# Installing carpet/baseboard on stairs question.



## mike62 (Aug 15, 2006)

I am finishing my upstairs and almost done other than a few odds and ends with the baseboards.  My question is regarding the space between the stairs and the wall as it relates to carpet and the board between the wall and stairs.

I have approx. anywhere from maybe an inch to a little over an inch maybe between the wall and stairs.  I know most people put like a 1x10 board or something to fill in the space there.  Should I already have the board in place BEFORE the carpet is laid OR should I wait until the carpet is laid and then install the board?

Either way it is going to be a tight fit I am sure but who can work easier the carpet guys trying to install with the board already there or me trying to squeeze the board in after the carpet is laid on the stairs?

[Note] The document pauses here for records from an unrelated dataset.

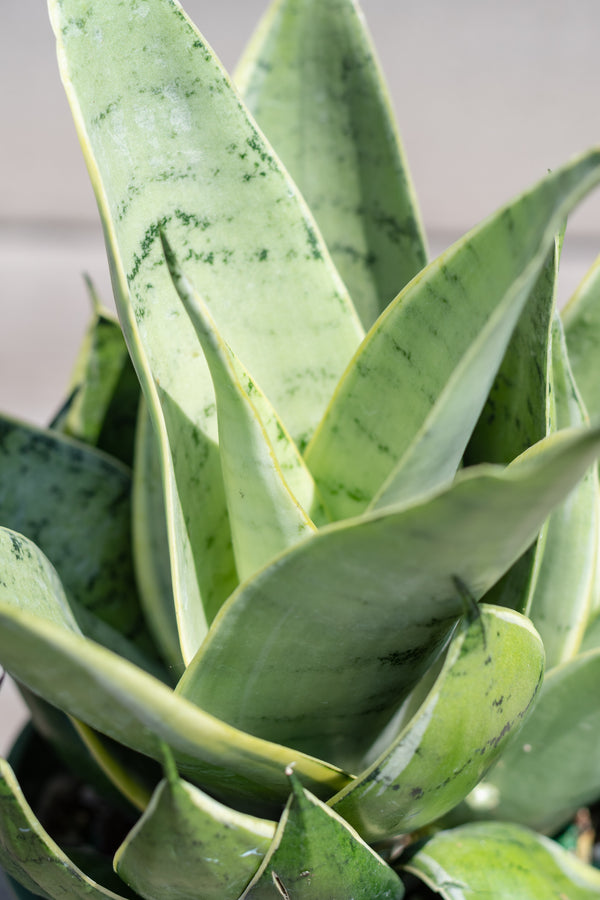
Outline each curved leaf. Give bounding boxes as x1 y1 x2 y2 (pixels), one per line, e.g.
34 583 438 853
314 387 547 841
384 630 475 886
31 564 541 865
241 772 405 899
178 424 600 770
236 0 427 328
330 606 544 842
0 757 128 900
463 648 600 833
0 528 349 812
403 822 600 900
563 252 600 422
49 0 363 659
115 755 275 900
304 150 600 519
161 233 319 581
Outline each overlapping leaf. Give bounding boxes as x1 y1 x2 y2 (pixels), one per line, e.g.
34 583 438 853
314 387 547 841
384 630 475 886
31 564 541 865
463 647 600 834
178 423 600 771
236 0 427 328
49 0 364 662
241 772 405 899
115 752 276 900
304 150 600 519
403 822 600 899
563 252 600 422
0 527 349 812
330 605 544 841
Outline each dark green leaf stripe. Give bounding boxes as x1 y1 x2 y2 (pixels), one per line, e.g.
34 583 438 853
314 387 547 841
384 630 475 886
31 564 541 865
236 0 427 328
178 423 600 771
49 0 364 659
305 150 600 519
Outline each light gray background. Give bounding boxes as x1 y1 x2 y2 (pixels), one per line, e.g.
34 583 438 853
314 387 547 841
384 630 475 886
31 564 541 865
1 0 600 752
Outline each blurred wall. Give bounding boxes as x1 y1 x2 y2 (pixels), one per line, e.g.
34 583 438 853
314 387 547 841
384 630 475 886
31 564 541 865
1 0 600 748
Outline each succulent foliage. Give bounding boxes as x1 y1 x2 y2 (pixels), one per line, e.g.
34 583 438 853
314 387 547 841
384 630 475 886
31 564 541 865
2 0 600 897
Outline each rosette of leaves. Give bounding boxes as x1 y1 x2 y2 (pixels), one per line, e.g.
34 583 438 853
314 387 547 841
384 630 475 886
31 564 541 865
2 1 600 898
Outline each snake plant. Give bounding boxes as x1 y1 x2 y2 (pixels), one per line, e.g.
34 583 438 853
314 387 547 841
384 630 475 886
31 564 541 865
2 1 600 897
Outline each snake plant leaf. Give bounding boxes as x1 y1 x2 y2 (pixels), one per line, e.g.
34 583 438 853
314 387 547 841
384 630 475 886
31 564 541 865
52 295 139 466
304 150 600 520
403 822 600 900
0 416 150 651
563 252 600 423
114 754 276 900
0 529 350 810
463 648 600 834
242 771 405 899
178 423 600 771
460 237 557 613
524 318 598 665
49 0 364 661
235 0 427 330
330 605 544 842
132 401 183 675
0 757 128 900
161 233 320 581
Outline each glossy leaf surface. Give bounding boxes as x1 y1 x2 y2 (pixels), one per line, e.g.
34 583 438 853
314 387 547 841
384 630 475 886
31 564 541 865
305 150 600 519
115 761 275 900
49 0 363 660
179 424 600 770
465 648 600 833
236 0 426 328
404 822 600 899
331 605 544 841
0 528 349 810
242 773 404 899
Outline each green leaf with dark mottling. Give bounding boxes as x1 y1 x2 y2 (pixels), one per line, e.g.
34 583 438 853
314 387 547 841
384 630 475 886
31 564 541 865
52 295 139 466
236 0 427 329
304 150 600 520
0 416 151 653
563 252 600 422
114 755 275 900
403 822 600 899
330 605 543 842
0 757 129 900
177 424 600 771
162 233 324 581
0 529 350 812
524 318 598 665
49 0 364 661
462 648 600 833
242 772 404 899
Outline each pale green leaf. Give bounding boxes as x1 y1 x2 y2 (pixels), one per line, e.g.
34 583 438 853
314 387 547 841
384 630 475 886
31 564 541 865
463 648 600 833
330 605 544 841
236 0 427 328
403 822 600 900
563 252 600 422
0 529 350 812
0 757 128 900
304 150 600 519
242 772 405 899
161 233 320 581
132 401 183 676
115 756 275 900
52 297 139 466
178 423 600 771
49 0 363 660
524 318 598 665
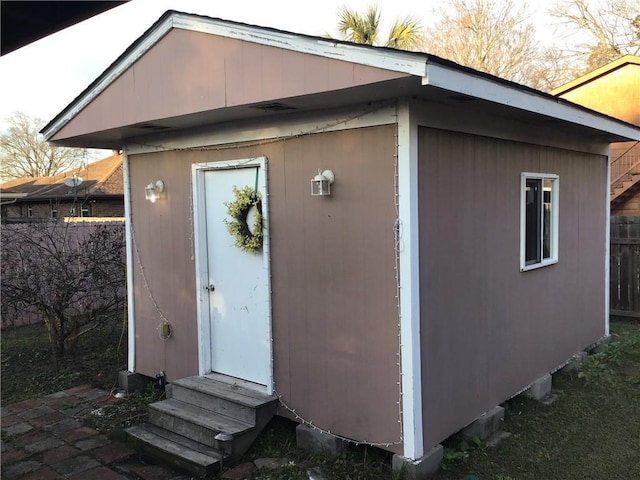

What is your suggestions?  Thanks.


----------



## glennjanie (Aug 15, 2006)

Hey Mike:
Carpet installers like to have a place to tuck the carpet in; like a 1/4" to 3/8" space under the baseboard. Likewise your stair stringer should have at least a 1/4" space under it for tucking the edge of the carpet under and you should have it in place when the installers come in.
If you already know who will lay the carpet, you could call them up and let them verify or refute my statement. Different strokes for different folks, you know.
Glenn


----------